Most SEO advice online is written for SEO professionals, not for business owners. It's full of jargon, vague promises, and tactics that were relevant five years ago. Here's what actually moves the needle for small businesses right now.
Start with Google Business Profile
If you do nothing else, do this. Claim your Google Business Profile. Fill it out completely. Add real photos. Post updates occasionally.
For local businesses — restaurants, shops, service providers — this is often more important than your website. When someone searches "software company near me" or "web developer in Colombo," Google shows the map pack first. Your website might not even appear above the fold, but your Business Profile will.
It's free. It takes about 30 minutes. And it's the single highest-ROI thing most small businesses can do for SEO.
Your website needs to load fast
This isn't optional anymore. Google has been using page speed as a ranking factor since 2021, and it's only gotten more important.
Here's what "fast" means in practical terms:
- Your site should load in under 2.5 seconds on mobile
- The main content should appear without layout shifts
- Clicking a button should respond within 100 milliseconds
If your site takes 5+ seconds to load on a phone, you're losing visitors AND ranking positions. Test yours at pagespeed.web.dev — it's Google's own tool.
Write for humans, then check the boxes for Google
There's a temptation to stuff your pages with keywords. Don't. Google's gotten remarkably good at understanding natural language. Write clearly about what you do, who you do it for, and where you do it.
That said, there are some basics worth getting right:
- Title tags. Each page needs a unique, descriptive title under 60 characters.
- Meta descriptions. Write a compelling summary under 155 characters. It doesn't directly affect ranking, but it affects whether people click.
- Heading structure. One H1 per page. Use H2s and H3s to organise content logically.
- Internal links. Link your pages to each other where it makes sense. This helps Google understand your site structure and keeps visitors exploring.
Location pages are underrated
If you serve specific areas, create dedicated pages for them. Not thin, spammy pages with the city name swapped out — real pages with content relevant to that location.
We do this at PrimeTechix. We have pages for Colombo, Jaffna, Vavuniya, and London because the needs and context genuinely differ between those markets. A client in Jaffna looking for Tamil-language software has different priorities than a London startup looking for an MVP.

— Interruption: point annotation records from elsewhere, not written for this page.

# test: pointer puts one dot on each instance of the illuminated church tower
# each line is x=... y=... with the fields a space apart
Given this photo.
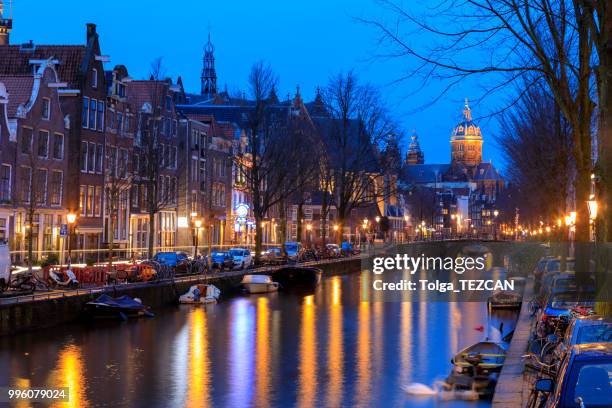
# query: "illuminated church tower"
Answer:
x=209 y=76
x=466 y=141
x=6 y=25
x=414 y=154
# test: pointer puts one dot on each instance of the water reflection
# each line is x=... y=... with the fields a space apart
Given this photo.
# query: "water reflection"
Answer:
x=308 y=355
x=241 y=354
x=332 y=347
x=262 y=380
x=335 y=350
x=198 y=361
x=70 y=373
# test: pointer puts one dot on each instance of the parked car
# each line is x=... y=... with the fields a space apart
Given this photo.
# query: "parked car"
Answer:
x=242 y=257
x=585 y=330
x=334 y=250
x=347 y=248
x=584 y=378
x=273 y=256
x=171 y=259
x=221 y=260
x=293 y=250
x=561 y=306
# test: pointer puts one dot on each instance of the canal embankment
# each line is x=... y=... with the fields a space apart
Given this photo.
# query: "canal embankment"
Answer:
x=45 y=310
x=512 y=388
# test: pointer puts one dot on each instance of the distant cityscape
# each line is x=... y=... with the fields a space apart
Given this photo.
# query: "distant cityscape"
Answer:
x=91 y=156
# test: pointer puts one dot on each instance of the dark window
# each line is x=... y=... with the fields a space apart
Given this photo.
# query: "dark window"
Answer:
x=43 y=143
x=40 y=186
x=91 y=159
x=119 y=121
x=46 y=108
x=92 y=113
x=58 y=146
x=84 y=156
x=26 y=140
x=5 y=183
x=55 y=185
x=85 y=118
x=100 y=117
x=99 y=159
x=24 y=183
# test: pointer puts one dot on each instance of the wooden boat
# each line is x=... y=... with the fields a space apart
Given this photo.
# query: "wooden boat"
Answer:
x=297 y=276
x=200 y=294
x=124 y=307
x=505 y=300
x=259 y=284
x=477 y=367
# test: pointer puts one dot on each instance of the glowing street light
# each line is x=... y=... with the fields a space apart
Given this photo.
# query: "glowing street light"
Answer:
x=71 y=219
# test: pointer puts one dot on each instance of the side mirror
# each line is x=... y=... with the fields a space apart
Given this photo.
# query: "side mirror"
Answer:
x=544 y=385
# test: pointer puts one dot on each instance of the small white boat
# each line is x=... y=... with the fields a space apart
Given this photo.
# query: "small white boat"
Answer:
x=259 y=284
x=201 y=294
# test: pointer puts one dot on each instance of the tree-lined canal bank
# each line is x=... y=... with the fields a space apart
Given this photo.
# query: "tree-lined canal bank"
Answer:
x=328 y=347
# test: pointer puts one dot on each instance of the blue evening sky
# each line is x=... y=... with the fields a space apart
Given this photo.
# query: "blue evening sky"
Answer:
x=305 y=42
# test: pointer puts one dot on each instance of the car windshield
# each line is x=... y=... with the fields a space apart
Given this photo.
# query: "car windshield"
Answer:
x=554 y=265
x=595 y=333
x=541 y=265
x=569 y=301
x=593 y=384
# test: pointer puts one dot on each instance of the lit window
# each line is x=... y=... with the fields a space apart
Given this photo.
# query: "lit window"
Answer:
x=46 y=108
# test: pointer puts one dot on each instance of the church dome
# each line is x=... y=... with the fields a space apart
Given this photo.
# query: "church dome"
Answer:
x=466 y=129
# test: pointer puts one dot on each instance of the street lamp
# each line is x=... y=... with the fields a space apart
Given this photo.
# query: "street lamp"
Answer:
x=71 y=219
x=495 y=214
x=197 y=224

These pages help Google associate your business with specific locations, and they give potential clients a page that actually speaks to their situation.
Don't ignore mobile
Over 60% of web traffic in Sri Lanka is mobile. In the UK, it's about 55%. If your site doesn't work well on a phone, you're invisible to more than half your potential customers.
Mobile-friendly doesn't just mean "it fits on a small screen." It means:
- Buttons are big enough to tap
- Text is readable without zooming
- Forms are easy to fill out on a touchscreen
- Nothing important is hidden behind a hover state
Structured data helps more than you think
This one's slightly more technical, but it's worth mentioning. Structured data (JSON-LD) tells Google exactly what your page is about — your business name, location, services, FAQs, reviews.
It's the difference between Google guessing what your page is about and Google knowing. It can also get you rich results in search — things like FAQ dropdowns, star ratings, and breadcrumbs that make your listing stand out.
What doesn't work anymore
- Buying backlinks. Google's spam detection is genuinely good now. Low-quality links will hurt more than help.
- Keyword stuffing. Writing "best software company in London" twelve times on a page doesn't work. It looks desperate and Google knows it.
- Publishing AI-generated content at scale. Google can detect it, and even if it can't, readers can. Thin content that says nothing useful won't rank for long.
The honest truth about SEO
SEO takes time. If someone promises you page-one rankings in a month, they're either lying or using tactics that'll get you penalised eventually.
Good SEO is about building something genuine — a fast website, useful content, real expertise — and giving Google reasons to trust you. That takes months, not weeks.
But once it starts working, it compounds. The traffic comes while you sleep. And unlike ads, it doesn't stop the moment you stop paying.